Глаза мистера Хопкинса весело блеснули.

— Вот так-то лучше, Бартимеус! К тебе возвращается твоё чувство юмора. Но, по правде говоря, я и не собирался тебя глотать.

До сих пор ворона свисала с ножа с довольно несчастным видом. Теперь, услышав эту нежданную весть, она воспрянула духом.

— В самом деле? Факварл, ты настоящий друг! Я прошу прощения за тот инцидент с рощей, и за наши драки из-за Амулета, и за те Конвульсии, под прикрытием которых я к тебе подобрался тогда в Гейдельберге, в тридцать втором… — Тут я заколебался: — А, я вижу, ты не знал, что это был я? Ну, в общем, за все остальное тоже прости. Короче, большое тебе спасибо. А теперь, если не трудно, вытащи, пожалуйста, этот нож, и я пойду потихоньку.

Человек с безмятежным лицом не стал вытаскивать нож. Вместо этого он нагнулся к вороне вплотную.

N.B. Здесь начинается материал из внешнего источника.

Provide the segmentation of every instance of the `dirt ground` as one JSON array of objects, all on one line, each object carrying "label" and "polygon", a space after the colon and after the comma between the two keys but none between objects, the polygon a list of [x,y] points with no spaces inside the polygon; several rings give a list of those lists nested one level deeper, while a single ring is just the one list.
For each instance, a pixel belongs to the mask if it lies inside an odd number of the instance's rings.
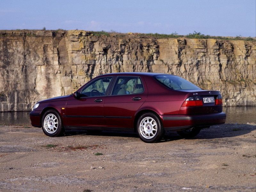
[{"label": "dirt ground", "polygon": [[255,128],[213,126],[193,139],[167,132],[148,144],[133,133],[51,138],[1,125],[0,191],[255,191]]}]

— Я же не говорил, что пощажу тебя, Бартимеус! Я просто сказал, что есть тебя я не стану. Тоже мне пища! Да у меня от одного взгляда на твою сущность желудок сводит. Но, разумеется, отпускать тебя я не собираюсь. Сегодня же ночью ты умрешь в страшных муках…

— Вот замечательно!

— И умирать ты будешь так долго, как только я сумею устроить.

— Послушай, тебе не стоит ломать себе голову из-за такого…

— Но сперва я хочу сказать тебе одну вещь. — Ухмыляющееся лицо Хопкинса придвинулось ещё ближе. — Я хочу сказать тебе, что ты ошибался.

Я горжусь своей проницательностью и живостью ума, но это поставило меня в тупик.

— А?

— Бесчисленное множество раз, — продолжал Факварл, — я говорил тебе, что надеюсь, что рано или поздно джинны станут свободными. Такие джинны, как мы с тобой. Мы ведь почему сражаемся друг с другом? Потому что нас друг на друга натравливают наши проклятые хозяева-люди. А почему мы повинуемся им? Потому что выбора у нас нет. Бесчисленное множество раз я думал о том, что эти правила можно преодолеть. И бесчисленное множество раз ты говорил мне, что я ошибаюсь.

— Ну, я это формулировал не совсем так. Я говорил, что ты полный…

— Ты говорил, Бартимеус, что нам не суждено преодолеть две проблемы. Проблему свободы воли и проблему боли. И я снова вижу эту уверенность в твоих прищуренных глазках! Так вот, ты ошибаешься. Взгляни на меня: что ты видишь?

Я поразмыслил.

— Маньяка-убийцу в человеческом облике? Жуткий сплав худшего, что есть в человеке и в джинне? Или — но тут я, конечно, несколько загибаю, — бывшего врага, внезапно решившего смилостивиться и сжалиться надо мной?

— Нет, Бартимеус. Нет. Хорошо, я тебе скажу. Ты видишь джинна, не испытывающего боли. Ты видишь джинна, обладающего свободой воли. Неудивительно, что ты не понимаешь: за пять тысяч лет такого чуда, как я, ещё не бывало!

Он протянул вполне человеческую руку и бережно потрепал перышки у меня на голове.

— Можешь ты себе это представить, несчастное раненое создание? Без боли! Без боли, Бартимеус! Ах, — вздохнул он, — ты себе просто не представляешь, какую ясность рассудка это даёт!

Без боли… В глубине моего усталого, затуманенного сознания внезапно всплыло воспоминание: скелет Глэдстоуна, подпрыгивающий, кривляющийся…

— Я однажды встречался с афритом, — сказал я. — Он тоже говорил что-то в этом духе. Но его сущность была заточена в человеческих костях, и он просто спятил. В конце концов он предпочел уничтожение такой жизни.

Факварл изобразил на лице Хопкинса нечто вроде улыбки.